I first read this book in Rabbinical School, and it has stuck with me.  One section in which Heschel discusses the role of the sermon has particularly resonated.  The sermon, he says, was never of primary importance during Jewish worship.  And yet now, as he speaks to his rabbinic colleagues in the mid-1950’s, it is given “prominence… as if the sermon were the core and prayer the shell.”  (p. 79)  Then he complains about sermons that are indistinguishable from editorials in the New York Times, popular science, or the latest theories of psychoanalysis.  Or, that Rabbis deliver scholarly, intellectual discourses that identify the historical pre-Israelite pagan roots of various Jewish holidays.  All of this misses the point entirely.

“Preach in order to pray.”  Heschel urges.  “Preach in order to inspire others to pray.  The test of a true sermon is that it can be converted to prayer.” (p. 80)

Heschel’s plea is always present for me.  Always.
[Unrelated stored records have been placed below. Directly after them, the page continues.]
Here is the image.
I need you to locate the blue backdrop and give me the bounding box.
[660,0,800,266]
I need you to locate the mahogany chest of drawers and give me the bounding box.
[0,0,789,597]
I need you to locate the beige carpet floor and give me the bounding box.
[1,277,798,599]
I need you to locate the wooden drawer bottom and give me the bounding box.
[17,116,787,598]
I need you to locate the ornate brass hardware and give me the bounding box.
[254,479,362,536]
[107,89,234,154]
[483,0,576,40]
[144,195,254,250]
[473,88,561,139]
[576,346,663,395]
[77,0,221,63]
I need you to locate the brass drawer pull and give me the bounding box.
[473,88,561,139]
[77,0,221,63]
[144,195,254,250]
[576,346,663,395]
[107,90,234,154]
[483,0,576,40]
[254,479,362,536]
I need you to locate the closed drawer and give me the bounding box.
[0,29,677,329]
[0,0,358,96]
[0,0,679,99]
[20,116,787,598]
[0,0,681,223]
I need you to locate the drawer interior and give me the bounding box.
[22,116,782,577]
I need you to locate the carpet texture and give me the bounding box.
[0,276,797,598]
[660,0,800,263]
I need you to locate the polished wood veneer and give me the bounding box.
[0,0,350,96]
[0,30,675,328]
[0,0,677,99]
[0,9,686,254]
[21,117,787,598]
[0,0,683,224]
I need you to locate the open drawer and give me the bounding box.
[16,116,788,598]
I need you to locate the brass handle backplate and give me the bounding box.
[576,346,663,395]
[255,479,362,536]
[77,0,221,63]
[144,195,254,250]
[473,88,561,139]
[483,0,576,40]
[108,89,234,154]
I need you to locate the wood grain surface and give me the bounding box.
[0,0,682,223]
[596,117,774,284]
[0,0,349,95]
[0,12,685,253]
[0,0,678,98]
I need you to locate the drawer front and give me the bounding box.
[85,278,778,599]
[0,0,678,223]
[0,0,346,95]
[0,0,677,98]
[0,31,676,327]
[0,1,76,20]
“Preach in order to pray.”  I find it to be a tremendous challenge.  My default mode is “intellectual.”  I do not think of myself as the kind of person who expresses a sense of deep spirituality.  I am not someone who would be comfortable leading meditation.  I am very comfortable discussing the various traditional interpretations of a biblical phrase, and then comparing them to modern biblical scholarship.

“Preach in order to pray.”  That would require me to be open, honest, and vulnerable.  That is scary.  On the other hand, the times in my life when I have allowed myself to be vulnerable in front of others – times when I have been honest about my mistakes, my fears, and my doubts – those are the times when I have been able to pray with the greatest kavanah.  But to bring myself to do that every week is not easy for me.
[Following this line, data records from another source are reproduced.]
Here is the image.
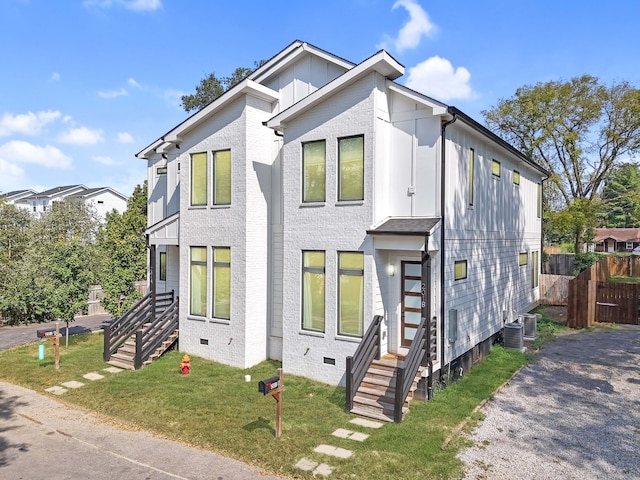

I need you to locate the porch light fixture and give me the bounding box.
[387,264,395,276]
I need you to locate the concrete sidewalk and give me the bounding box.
[0,382,286,479]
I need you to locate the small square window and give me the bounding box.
[454,260,467,280]
[626,242,633,250]
[513,170,520,185]
[156,166,167,175]
[492,159,501,177]
[519,252,528,266]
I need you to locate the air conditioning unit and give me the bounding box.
[519,313,538,340]
[504,322,524,350]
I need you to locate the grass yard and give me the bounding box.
[0,332,529,479]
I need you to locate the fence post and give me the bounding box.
[134,330,143,370]
[394,367,405,423]
[345,356,353,412]
[103,324,111,362]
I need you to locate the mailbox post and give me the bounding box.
[258,368,283,438]
[37,322,61,370]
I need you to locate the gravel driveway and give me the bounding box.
[458,324,640,479]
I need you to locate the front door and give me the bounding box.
[401,261,422,347]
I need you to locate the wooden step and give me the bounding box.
[106,359,134,370]
[350,406,394,423]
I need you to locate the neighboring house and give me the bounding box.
[592,227,640,253]
[0,189,37,205]
[136,40,548,388]
[12,185,127,220]
[69,187,128,221]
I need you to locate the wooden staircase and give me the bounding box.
[107,325,179,370]
[350,354,424,422]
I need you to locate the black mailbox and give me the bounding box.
[258,376,280,395]
[37,329,58,339]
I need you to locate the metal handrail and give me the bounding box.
[345,315,383,411]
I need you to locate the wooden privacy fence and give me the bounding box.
[539,274,572,305]
[543,254,576,276]
[87,282,148,316]
[567,257,640,327]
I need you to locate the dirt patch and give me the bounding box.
[538,305,568,324]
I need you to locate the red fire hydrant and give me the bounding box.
[180,354,191,375]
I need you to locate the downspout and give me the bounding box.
[422,234,433,399]
[440,113,457,374]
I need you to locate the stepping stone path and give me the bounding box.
[294,417,384,476]
[44,367,123,396]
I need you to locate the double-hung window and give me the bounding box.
[338,135,364,201]
[302,141,326,202]
[212,247,231,319]
[191,153,207,206]
[190,247,207,316]
[302,251,325,332]
[338,252,364,337]
[213,150,231,205]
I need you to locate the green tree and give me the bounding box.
[181,63,263,113]
[484,75,640,251]
[600,163,640,227]
[98,183,148,318]
[547,198,602,254]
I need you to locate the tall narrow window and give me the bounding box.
[191,152,207,206]
[212,247,231,319]
[537,183,542,218]
[519,252,528,266]
[468,148,475,206]
[213,150,231,205]
[492,159,501,177]
[190,247,207,316]
[159,251,167,281]
[531,251,539,288]
[302,251,325,332]
[338,135,364,201]
[338,252,364,337]
[513,170,520,185]
[302,141,326,202]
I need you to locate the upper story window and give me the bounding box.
[513,170,520,185]
[338,135,364,201]
[213,150,231,205]
[519,252,528,266]
[454,260,468,280]
[156,166,167,175]
[191,152,207,206]
[492,159,501,178]
[537,183,542,218]
[302,140,326,202]
[468,148,475,207]
[302,250,325,332]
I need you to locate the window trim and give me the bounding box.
[491,158,501,178]
[301,250,326,333]
[338,135,364,202]
[454,260,468,280]
[337,251,365,338]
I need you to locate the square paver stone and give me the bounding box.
[294,458,318,472]
[313,463,334,476]
[332,428,352,439]
[45,386,67,395]
[103,367,124,373]
[61,381,84,389]
[350,418,384,429]
[83,372,104,381]
[349,432,369,442]
[314,444,353,459]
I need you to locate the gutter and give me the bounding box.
[440,113,457,373]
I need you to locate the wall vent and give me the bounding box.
[504,322,524,350]
[323,357,335,365]
[200,338,209,345]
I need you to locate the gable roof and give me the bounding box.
[69,187,128,201]
[136,40,353,160]
[20,185,86,200]
[593,227,640,243]
[1,189,37,200]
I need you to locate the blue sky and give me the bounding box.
[1,0,639,197]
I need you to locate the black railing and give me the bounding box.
[103,290,174,363]
[345,315,383,412]
[393,314,429,423]
[134,297,179,369]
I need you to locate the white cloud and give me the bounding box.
[163,89,185,110]
[379,0,436,52]
[117,132,134,143]
[0,110,62,137]
[405,56,475,101]
[128,77,142,89]
[0,158,25,193]
[0,140,73,169]
[83,0,162,11]
[98,87,128,99]
[51,72,61,81]
[93,155,123,166]
[58,127,104,145]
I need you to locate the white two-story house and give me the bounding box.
[137,41,547,395]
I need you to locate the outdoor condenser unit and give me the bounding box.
[519,313,538,340]
[504,322,524,350]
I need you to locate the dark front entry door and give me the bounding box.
[401,261,422,347]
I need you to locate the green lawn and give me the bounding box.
[0,332,529,479]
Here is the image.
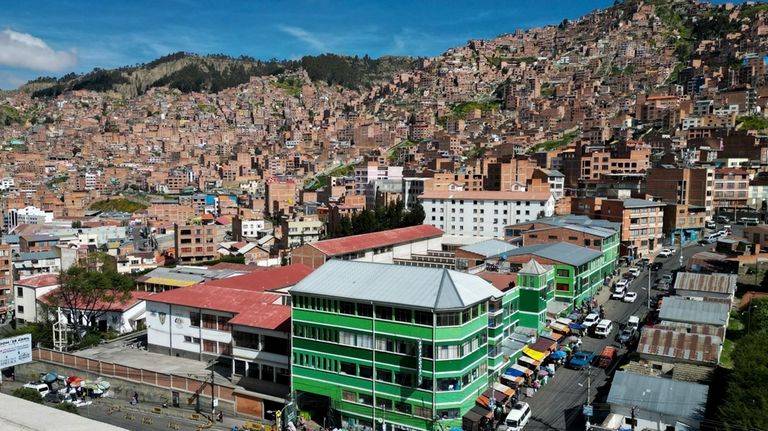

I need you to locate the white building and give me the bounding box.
[282,218,324,248]
[240,219,266,239]
[117,252,160,274]
[354,163,403,200]
[13,274,60,324]
[0,177,15,191]
[419,190,555,238]
[41,290,153,334]
[4,206,54,231]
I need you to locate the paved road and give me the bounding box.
[523,242,708,431]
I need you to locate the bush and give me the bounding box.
[55,403,80,415]
[12,387,44,404]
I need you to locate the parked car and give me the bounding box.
[596,346,618,369]
[568,351,595,370]
[502,402,531,431]
[583,313,600,328]
[716,215,730,223]
[661,274,673,284]
[594,319,614,338]
[705,220,716,229]
[617,327,637,346]
[627,267,641,277]
[649,262,663,271]
[658,248,675,257]
[622,292,638,303]
[23,382,50,398]
[717,230,729,237]
[611,286,627,300]
[626,315,640,331]
[615,279,629,289]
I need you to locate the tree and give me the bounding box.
[402,202,426,227]
[47,253,134,341]
[743,298,768,334]
[55,403,80,415]
[718,332,768,430]
[12,387,44,404]
[71,220,82,229]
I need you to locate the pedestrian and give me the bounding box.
[133,391,139,404]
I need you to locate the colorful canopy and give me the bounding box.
[549,350,567,360]
[522,346,547,362]
[518,355,542,370]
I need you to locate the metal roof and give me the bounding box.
[505,242,602,266]
[289,260,501,311]
[459,239,517,258]
[14,251,60,261]
[607,371,708,423]
[523,215,621,231]
[308,225,444,256]
[619,198,666,209]
[526,223,616,238]
[658,297,729,326]
[674,273,736,295]
[519,259,551,275]
[637,327,721,365]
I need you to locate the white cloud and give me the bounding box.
[0,29,78,72]
[277,25,329,53]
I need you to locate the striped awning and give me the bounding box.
[518,355,542,369]
[511,363,534,376]
[549,322,571,334]
[493,382,515,397]
[501,374,524,386]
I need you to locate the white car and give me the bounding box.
[627,267,641,277]
[23,382,50,398]
[615,279,629,289]
[611,286,626,300]
[622,292,638,303]
[503,402,531,431]
[657,249,672,257]
[583,313,600,328]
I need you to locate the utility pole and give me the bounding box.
[647,266,651,310]
[211,366,215,416]
[631,406,637,431]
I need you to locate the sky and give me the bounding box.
[0,0,734,90]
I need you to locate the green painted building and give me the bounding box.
[515,260,555,332]
[505,242,607,312]
[290,260,537,431]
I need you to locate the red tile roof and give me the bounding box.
[16,274,60,288]
[228,303,291,331]
[309,225,444,256]
[419,190,552,201]
[478,272,518,292]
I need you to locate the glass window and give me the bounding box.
[436,313,460,326]
[376,368,392,383]
[359,365,373,379]
[357,303,373,317]
[395,372,412,386]
[340,362,356,375]
[395,308,411,322]
[395,402,411,415]
[339,301,355,315]
[189,312,200,327]
[414,310,432,325]
[375,306,392,320]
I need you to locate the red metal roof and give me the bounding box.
[146,265,313,330]
[207,262,264,272]
[16,274,60,288]
[478,272,518,292]
[309,225,444,256]
[201,264,313,292]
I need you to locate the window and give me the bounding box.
[189,312,200,327]
[339,331,356,346]
[436,313,460,326]
[16,287,23,298]
[202,314,217,329]
[395,402,412,415]
[556,269,569,277]
[395,372,412,386]
[556,283,570,292]
[395,308,411,322]
[203,340,217,353]
[359,365,373,379]
[217,316,230,332]
[17,305,24,314]
[376,399,392,410]
[339,301,355,315]
[414,310,432,325]
[340,362,356,375]
[357,303,373,317]
[358,394,373,405]
[584,239,591,246]
[414,406,432,418]
[183,336,200,344]
[437,345,460,359]
[376,369,392,383]
[342,390,356,402]
[375,306,392,320]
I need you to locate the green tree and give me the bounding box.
[743,298,768,334]
[719,332,768,430]
[337,216,353,238]
[71,220,82,229]
[47,254,134,341]
[12,387,44,404]
[402,202,426,227]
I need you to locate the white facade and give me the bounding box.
[0,177,14,191]
[284,219,324,248]
[117,254,159,274]
[354,165,403,196]
[146,301,233,360]
[750,183,768,209]
[51,301,147,334]
[547,175,565,200]
[5,206,54,231]
[241,219,266,238]
[420,192,555,238]
[14,283,59,324]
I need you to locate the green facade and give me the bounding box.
[291,296,494,431]
[516,264,555,332]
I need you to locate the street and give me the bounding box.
[522,241,708,431]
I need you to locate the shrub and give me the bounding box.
[12,387,44,404]
[55,403,80,415]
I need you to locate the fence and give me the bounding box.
[31,348,235,403]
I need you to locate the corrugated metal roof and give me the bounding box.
[674,273,736,295]
[527,224,616,238]
[637,327,721,365]
[658,297,729,326]
[505,242,602,266]
[309,225,444,256]
[607,371,708,422]
[520,259,551,275]
[289,260,501,310]
[459,239,517,258]
[14,251,60,261]
[620,198,666,208]
[656,322,726,340]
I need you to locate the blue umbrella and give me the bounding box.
[549,350,567,360]
[43,372,58,383]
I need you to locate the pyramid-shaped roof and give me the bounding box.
[518,259,551,275]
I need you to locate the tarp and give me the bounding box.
[504,367,524,377]
[511,364,534,376]
[569,323,587,330]
[555,317,573,326]
[549,322,570,334]
[500,374,524,386]
[493,382,515,397]
[529,337,558,353]
[518,355,542,370]
[522,346,547,362]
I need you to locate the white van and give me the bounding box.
[503,402,531,431]
[740,217,759,226]
[702,233,720,244]
[627,315,640,331]
[594,319,614,338]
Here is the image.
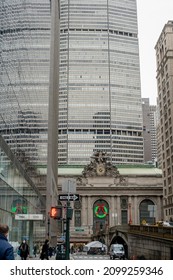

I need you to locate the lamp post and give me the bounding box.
[47,212,50,238]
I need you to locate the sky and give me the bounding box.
[136,0,173,105]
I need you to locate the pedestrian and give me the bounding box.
[70,245,74,254]
[0,224,14,260]
[48,246,53,258]
[19,240,29,260]
[33,243,37,257]
[40,239,49,260]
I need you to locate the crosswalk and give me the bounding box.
[15,253,110,260]
[71,253,110,260]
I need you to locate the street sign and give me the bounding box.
[59,194,80,201]
[75,227,84,232]
[62,178,76,193]
[15,214,44,220]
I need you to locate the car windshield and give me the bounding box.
[115,246,123,251]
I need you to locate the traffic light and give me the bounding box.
[50,206,62,219]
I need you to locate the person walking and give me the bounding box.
[0,224,14,260]
[19,240,29,260]
[40,239,49,260]
[33,243,37,258]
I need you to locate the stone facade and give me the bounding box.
[55,152,163,245]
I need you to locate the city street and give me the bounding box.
[71,252,110,260]
[15,252,110,260]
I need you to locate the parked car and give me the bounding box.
[156,221,173,227]
[109,244,125,260]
But this is not about me.  It is about our community.  Heschel’s challenge, and Joey’s, is to us not as individuals, but as a community.

Do we want this to be a place in which tears can flow?  Do we want to be surprised when we pray in this room?  Do we want to find God in our synagogue?

There are numerous ways in which to build a community in which these kinds of things can happen.  Heschel doesn’t have anything specific in mind.  He writes:

“My intention is not to offer blueprints, to prescribe new rules – except one: Prayer must have life.  It must not be drudgery, something done in a rut, something to get over with…”  (p. 76)

Singing together is a powerful way to give prayer life.  It has been an important part of Judaism ever since we crossed the Sea of Reeds.

So here is what I suggest.  And again, it is up to us.  It will be different, and possibly uncomfortable.  When we return the Sefer Torah to the ark in just a few moments, we’ll bring the Torah around the room.  Today we’ll go around the back and come down the aisle on the other side so that we cover more ground.  As the Torah passes you, if you like, join in the procession behind it, continuing all the way up to the ark, where we will sing Etz Chayim Hi together.  It’s a Tree of Life – but only when we give it life.

Then, we’ll go straight into musaf.  Again, you are invited to stay up front and stand close together around the podium, joining all of our voices in song and prayer together.

If we are going to become a singing community, we’ve got to commit.  If we make that commitment, I am confident that it will happen.